Approximately 200 companies, including well-known names such as Colgate Palmolive, Domino’s Pizza, McDonald’s India, Castrol, Saint-Gobain, L’Oreal, Whirlpool, and Mastek, have received notices from state tax authorities.
These notices pertain to taxes owed prior to the introduction of the Goods and Services Tax (GST) in India.
200 Major Companies Receive Notices From State Tax Authorities
In response, these companies have initiated legal actions, filing petitions in various high courts and even the Supreme Court of India.
Their argument centers on the issue of being taxed for the same item as both ‘goods’ and ‘services,’ as reported by a newspaper.
State tax authorities have imposed Value-Added Tax (VAT) on the transfer of intellectual property rights (IPRs) and are seeking around Rs 30,000 crore in taxes for the period spanning from FY11 to FY15, according to insiders cited by the Economic Times. These tax notices have been served to approximately 200 companies in the past six months. Currently, these companies are vehemently contesting these demands through the legal system, vehemently opposing the imposition of VAT on IPR transfers.
Companies Claim That Service Tax Has Already Been Paid
Certain companies that have received VAT notices claim that they have already paid service tax on these transactions. The state authorities are classifying IPRs as “goods” and subjecting them to VAT. Various state authorities, including those in Maharashtra, Uttar Pradesh, Madhya Pradesh, Tamil Nadu, and Gujarat, have reportedly issued these VAT notices, as detailed in the report.

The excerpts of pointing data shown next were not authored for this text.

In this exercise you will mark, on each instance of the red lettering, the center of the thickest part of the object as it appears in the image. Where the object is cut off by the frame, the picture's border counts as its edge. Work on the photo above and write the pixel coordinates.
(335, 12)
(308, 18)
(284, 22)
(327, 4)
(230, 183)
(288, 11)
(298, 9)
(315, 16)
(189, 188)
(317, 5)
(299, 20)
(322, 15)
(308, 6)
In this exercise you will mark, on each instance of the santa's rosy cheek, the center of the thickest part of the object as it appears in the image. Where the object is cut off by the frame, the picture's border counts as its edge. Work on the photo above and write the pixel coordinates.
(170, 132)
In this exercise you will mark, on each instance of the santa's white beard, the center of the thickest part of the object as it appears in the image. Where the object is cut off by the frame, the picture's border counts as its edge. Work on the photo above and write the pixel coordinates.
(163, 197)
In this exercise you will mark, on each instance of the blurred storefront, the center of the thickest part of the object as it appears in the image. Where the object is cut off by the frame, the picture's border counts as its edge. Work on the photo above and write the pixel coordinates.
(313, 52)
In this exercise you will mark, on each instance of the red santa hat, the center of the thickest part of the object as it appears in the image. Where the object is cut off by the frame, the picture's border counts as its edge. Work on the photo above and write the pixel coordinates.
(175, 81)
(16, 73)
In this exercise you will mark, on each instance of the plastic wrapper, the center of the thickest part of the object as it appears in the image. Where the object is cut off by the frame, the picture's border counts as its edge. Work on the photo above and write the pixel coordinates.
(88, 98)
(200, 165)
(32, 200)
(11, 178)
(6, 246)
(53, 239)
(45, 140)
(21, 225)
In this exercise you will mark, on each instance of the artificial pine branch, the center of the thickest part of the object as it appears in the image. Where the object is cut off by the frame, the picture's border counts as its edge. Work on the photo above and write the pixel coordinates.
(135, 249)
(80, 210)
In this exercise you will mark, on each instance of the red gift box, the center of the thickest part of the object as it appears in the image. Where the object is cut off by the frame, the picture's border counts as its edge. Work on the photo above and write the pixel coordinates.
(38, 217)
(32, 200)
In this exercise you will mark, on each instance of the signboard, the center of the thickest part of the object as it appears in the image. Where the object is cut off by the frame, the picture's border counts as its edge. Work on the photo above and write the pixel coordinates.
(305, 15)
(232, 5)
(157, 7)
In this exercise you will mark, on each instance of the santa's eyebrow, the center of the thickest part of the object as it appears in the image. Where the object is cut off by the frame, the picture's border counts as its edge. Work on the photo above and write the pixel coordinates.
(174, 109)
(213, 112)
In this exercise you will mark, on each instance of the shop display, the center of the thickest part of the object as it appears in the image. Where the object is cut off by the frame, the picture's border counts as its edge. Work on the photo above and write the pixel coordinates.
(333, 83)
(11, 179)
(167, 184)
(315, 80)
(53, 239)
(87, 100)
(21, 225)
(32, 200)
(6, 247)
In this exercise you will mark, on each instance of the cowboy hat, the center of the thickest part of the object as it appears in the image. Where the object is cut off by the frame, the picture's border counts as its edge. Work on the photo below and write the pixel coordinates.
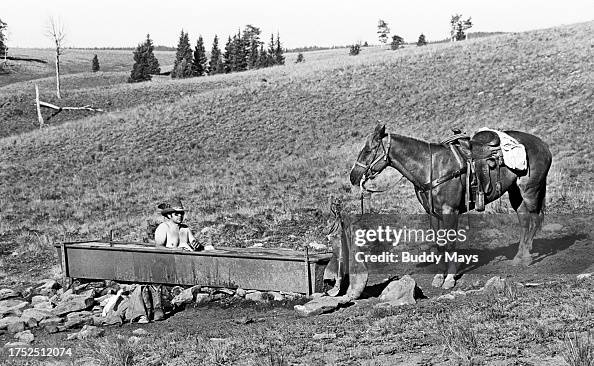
(170, 207)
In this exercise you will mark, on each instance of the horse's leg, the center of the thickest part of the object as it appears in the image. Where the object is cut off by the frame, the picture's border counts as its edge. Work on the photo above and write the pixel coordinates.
(530, 214)
(450, 223)
(441, 267)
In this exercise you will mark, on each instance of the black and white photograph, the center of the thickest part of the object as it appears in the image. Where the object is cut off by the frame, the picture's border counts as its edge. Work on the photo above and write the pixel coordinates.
(297, 183)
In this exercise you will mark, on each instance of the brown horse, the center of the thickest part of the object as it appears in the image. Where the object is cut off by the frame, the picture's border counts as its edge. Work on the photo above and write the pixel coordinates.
(439, 179)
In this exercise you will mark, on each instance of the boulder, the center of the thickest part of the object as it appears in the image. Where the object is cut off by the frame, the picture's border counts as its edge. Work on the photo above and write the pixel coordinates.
(321, 305)
(7, 293)
(15, 327)
(5, 322)
(186, 296)
(276, 296)
(400, 292)
(46, 305)
(256, 296)
(37, 314)
(140, 332)
(50, 321)
(12, 307)
(202, 298)
(88, 332)
(72, 304)
(25, 336)
(39, 299)
(240, 292)
(495, 284)
(320, 336)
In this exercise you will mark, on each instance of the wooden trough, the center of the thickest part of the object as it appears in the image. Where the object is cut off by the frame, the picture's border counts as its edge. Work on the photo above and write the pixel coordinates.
(247, 268)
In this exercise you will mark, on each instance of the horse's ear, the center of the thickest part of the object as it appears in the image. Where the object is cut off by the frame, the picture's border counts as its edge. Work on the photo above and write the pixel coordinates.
(380, 131)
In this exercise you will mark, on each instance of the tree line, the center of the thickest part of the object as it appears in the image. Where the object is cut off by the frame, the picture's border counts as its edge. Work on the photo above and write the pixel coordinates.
(243, 51)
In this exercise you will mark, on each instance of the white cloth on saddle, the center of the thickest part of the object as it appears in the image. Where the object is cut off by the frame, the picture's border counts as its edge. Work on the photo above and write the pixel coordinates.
(514, 153)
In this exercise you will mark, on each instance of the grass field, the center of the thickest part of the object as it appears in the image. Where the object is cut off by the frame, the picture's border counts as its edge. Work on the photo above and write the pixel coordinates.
(259, 154)
(282, 139)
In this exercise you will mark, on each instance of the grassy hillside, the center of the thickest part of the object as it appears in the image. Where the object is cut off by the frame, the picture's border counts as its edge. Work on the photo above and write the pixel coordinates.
(72, 61)
(273, 151)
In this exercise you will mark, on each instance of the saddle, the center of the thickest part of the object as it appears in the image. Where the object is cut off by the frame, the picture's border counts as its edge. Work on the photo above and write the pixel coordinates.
(466, 150)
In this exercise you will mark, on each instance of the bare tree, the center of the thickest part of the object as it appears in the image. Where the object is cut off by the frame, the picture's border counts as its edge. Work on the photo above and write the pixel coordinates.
(55, 31)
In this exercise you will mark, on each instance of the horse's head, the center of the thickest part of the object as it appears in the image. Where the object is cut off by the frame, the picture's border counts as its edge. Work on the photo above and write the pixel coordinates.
(373, 158)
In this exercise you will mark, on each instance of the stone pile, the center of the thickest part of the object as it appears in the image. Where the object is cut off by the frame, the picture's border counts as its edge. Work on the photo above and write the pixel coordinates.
(50, 307)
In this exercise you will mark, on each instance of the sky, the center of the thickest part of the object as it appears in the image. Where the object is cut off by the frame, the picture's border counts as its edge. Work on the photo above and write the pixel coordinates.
(120, 23)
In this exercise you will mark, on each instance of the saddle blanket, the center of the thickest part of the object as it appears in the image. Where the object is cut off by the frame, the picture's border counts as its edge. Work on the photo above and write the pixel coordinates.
(514, 153)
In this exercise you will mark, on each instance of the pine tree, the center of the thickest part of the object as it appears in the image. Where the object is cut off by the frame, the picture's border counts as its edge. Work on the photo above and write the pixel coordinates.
(278, 52)
(153, 63)
(182, 67)
(216, 61)
(397, 41)
(240, 53)
(140, 69)
(3, 48)
(95, 64)
(422, 41)
(383, 30)
(251, 38)
(199, 61)
(228, 56)
(271, 59)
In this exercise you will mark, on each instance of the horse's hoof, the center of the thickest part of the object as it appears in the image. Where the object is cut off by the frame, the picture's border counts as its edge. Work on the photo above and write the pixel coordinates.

Under the GST regime, there are explicit guidelines concerning the taxation of IPR. If the transfer of IPR is categorized as either a “supply of services” or a “supply of goods,” it is subject to an 18 percent GST rate. This categorization aims to eliminate ambiguity and provide consistent tax treatment for IPR transactions under GST.
A senior official from the Central Board of Indirect Taxes and Customs (CBIC) noted, “This is a pre-GST period demand raised by state tax authorities, and we are aware of the complexities involved. However, now that the matter is before the courts, we will await guidance from the court.”
Nonetheless, legal experts have emphasized that items cannot be classified as both “goods” and “services” and subsequently subjected to double taxation.